CTX PROTECTION SOCIALE, 4 décembre 2024 — 21/00441

Déboute le ou les demandeurs de l'ensemble de leurs demandes Cour de cassation — CTX PROTECTION SOCIALE

Texte intégral

COUR D’APPEL DE NÎMES TRIBUNAL JUDICIAIRE D’AVIGNON

N° RG 21/00441 - N° Portalis DB3F-W-B7F-IZ3D Minute N° : 24/00742

CONTENTIEUX DE LA PROTECTION SOCIALE

JUGEMENT DU 04 Décembre 2024

DEMANDEUR

S.A.S. [4] [Adresse 5] [Adresse 5] [Localité 2] représentée par Me Anne-Laure DENIZE, avocat au barreau de PARIS substitué par Me Jean-Louis GAUTIER, avocat au barreau d’AVIGNON

DEFENDEUR :

C.P.A.M DE LA LOIRE ATLANTIQUE [Adresse 3] [Localité 1] représentée par Mme [Y] [P] (Salariée) munie d’un pouvoir spécial

COMPOSITION DU TRIBUNAL :

Madame Olivia VORAZ, Juge, Présidente Monsieur Francis ESPIC, Assesseur employeur, Monsieur Christian NUZZO, Assesseur salarié,

assistés de Mme Fabienne RAVAT,greffier,

DÉBATS EN AUDIENCE PUBLIQUE Audience publique du 16 Octobre 2024

JUGEMENT : A l’audience publique du 16 Octobre 2024 , après débats, l’affaire a été mise en délibéré, avis a été donné aux parties par le tribunal que le jugement sera prononcé à la date du 04 Décembre 2024 par la mise à disposition au greffe, Contradictoire, en premier ressort.

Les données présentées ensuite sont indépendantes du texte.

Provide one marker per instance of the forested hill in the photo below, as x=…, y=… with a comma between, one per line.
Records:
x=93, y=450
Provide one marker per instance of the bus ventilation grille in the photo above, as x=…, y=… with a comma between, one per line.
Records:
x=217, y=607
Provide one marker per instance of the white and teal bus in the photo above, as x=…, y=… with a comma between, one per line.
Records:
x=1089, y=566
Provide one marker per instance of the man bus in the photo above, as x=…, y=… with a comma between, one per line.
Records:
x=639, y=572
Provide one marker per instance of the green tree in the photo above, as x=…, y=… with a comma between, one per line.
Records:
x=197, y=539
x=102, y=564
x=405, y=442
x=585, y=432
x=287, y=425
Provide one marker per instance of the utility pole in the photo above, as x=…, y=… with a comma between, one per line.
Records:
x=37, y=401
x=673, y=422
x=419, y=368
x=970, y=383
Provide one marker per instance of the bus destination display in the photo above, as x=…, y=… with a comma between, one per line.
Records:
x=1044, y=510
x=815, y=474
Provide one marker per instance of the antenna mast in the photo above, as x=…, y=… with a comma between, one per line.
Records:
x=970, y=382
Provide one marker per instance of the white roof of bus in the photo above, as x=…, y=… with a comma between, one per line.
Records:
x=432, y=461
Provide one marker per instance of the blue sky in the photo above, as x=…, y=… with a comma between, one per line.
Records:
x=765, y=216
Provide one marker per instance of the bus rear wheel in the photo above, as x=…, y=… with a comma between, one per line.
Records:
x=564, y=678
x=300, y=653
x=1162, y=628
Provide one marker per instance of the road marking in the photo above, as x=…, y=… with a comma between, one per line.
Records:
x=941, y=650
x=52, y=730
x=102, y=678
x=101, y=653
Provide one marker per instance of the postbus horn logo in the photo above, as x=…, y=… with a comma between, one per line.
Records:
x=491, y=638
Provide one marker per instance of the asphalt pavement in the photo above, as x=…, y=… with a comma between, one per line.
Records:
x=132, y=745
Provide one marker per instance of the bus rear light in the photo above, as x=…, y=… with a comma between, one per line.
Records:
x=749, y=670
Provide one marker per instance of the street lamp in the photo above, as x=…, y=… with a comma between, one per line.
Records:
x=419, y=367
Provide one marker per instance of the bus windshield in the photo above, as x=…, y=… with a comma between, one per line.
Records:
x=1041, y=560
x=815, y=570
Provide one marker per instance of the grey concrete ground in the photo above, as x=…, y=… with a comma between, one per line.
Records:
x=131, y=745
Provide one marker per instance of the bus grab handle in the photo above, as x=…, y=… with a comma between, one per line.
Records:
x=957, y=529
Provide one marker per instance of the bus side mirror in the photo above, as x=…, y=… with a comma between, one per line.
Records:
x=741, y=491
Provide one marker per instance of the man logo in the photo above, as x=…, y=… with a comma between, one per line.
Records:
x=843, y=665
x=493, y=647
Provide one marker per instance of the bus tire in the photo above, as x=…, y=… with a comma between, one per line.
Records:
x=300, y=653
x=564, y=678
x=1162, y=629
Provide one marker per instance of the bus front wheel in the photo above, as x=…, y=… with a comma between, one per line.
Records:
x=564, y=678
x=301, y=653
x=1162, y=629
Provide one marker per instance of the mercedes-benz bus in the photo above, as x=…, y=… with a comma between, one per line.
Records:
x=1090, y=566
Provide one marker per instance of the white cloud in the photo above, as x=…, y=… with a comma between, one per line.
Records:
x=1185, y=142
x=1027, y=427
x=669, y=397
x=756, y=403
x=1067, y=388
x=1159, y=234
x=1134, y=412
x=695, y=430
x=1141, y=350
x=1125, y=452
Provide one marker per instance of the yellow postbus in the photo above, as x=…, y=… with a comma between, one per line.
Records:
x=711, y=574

_______________________ Copie exécutoire délivrée à : CPAM DE LA LOIRE ATLANTIQUE Copie certifiée conforme délivrée aux parties le :

EXPOSE DU LITIGE

Le 14 août 2020, Madame [T] [K], salariée en qualité d’opérateur préparation prémix de la SAS [4] a adressé à la caisse primaire d'assurance maladie (CPAM) de Loire Atlantique une déclaration de maladie professionnelle, pour une « tendinite de De Quervain poignet droit », accompagnée d'un certificat médical initial établi en date du 11 août 2020 diagnostiquant la même chose.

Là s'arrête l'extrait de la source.